Señor, cuántas veces te he tratado como Balaam te trató: un Dios al que consultar solo cuando la oferta era suficientemente grande. Perdóname por las veces que he intentado negociar la bendición, pidiéndote que bendigas lo que tú claramente has prohibido. Enséñame la santidad del "No". Cuando el miedo se levanta como el de Balac, cuando los dignatarios de este mundo presentan su caso con halagos y plata, dame el valor de aquella mañana en Pétor: "Vuélvete a tu propia tierra, porque Dios no me dejará ir contigo". Permíteme encontrar mi reposo no en el veredicto de expertos, mercados o influencers, sino en tu palabra inalterable sobre tu pueblo. Guárdame de la segunda delegación: los mensajeros más fuertes y distinguidos que vienen cuando fracasa la primera negativa. Afirma mi corazón en la noche, para que pueda oír tu voz por encima de todas las demás, y confiar que los que te pertenecen son bendecidos y no pueden ser maldecidos. En el nombre de Jesús. Amén.

Preguntas frecuentes

¿Por qué Dios dijo "No vayas", pero después permitió que Balaam fuera?

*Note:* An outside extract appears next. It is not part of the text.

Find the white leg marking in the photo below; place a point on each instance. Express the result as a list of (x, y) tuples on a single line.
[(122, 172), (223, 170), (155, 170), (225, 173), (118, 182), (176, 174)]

Dios inicialmente le prohibió a Balaam de plano (v. 12). Como Balaam todavía amaba la recompensa, Dios después le permitió ir—pero con el propósito de confrontarlo en el camino y asegurarse de que solo pudiera hablar lo que Dios había mandado (vv. 20–35). Esto revela que el "permiso" de Dios a veces puede ser una entrega judicial que expone el verdadero deseo del corazón.

¿Podía realmente Balaam maldecir a la gente, y por qué Balak lo valoraba tanto?

En el antiguo Cercano Oriente, Balaam era considerado un mediador con el ámbito espiritual cuyas palabras tenían verdadero poder. La afirmación de Balac en Números 22:6 refleja un temor genuino hacia las maldiciones. Sin embargo, el capítulo muestra que la autoridad ultimate sobre la bendición y la maldición pertenece solo al SEÑOR: Él declaró bendecido a Israel, y ninguna maldición podía invalidar Su palabra.

¿Cómo se distinguen la fe y la confianza en este pasaje?

La fe (pistis) es creer que la palabra de Dios es verdadera; la confianza es la acción obediente que fluye de esa creencia. Balaam mostró inicialmente fe—creyó la palabra de Dios—sin embargo, su confianza era débil porque seguía negociando con los mensajeros de Balac y finalmente cayó en la codicia. La verdadera confianza se detiene en el momento en que Dios dice "No" y se regocija en el límite.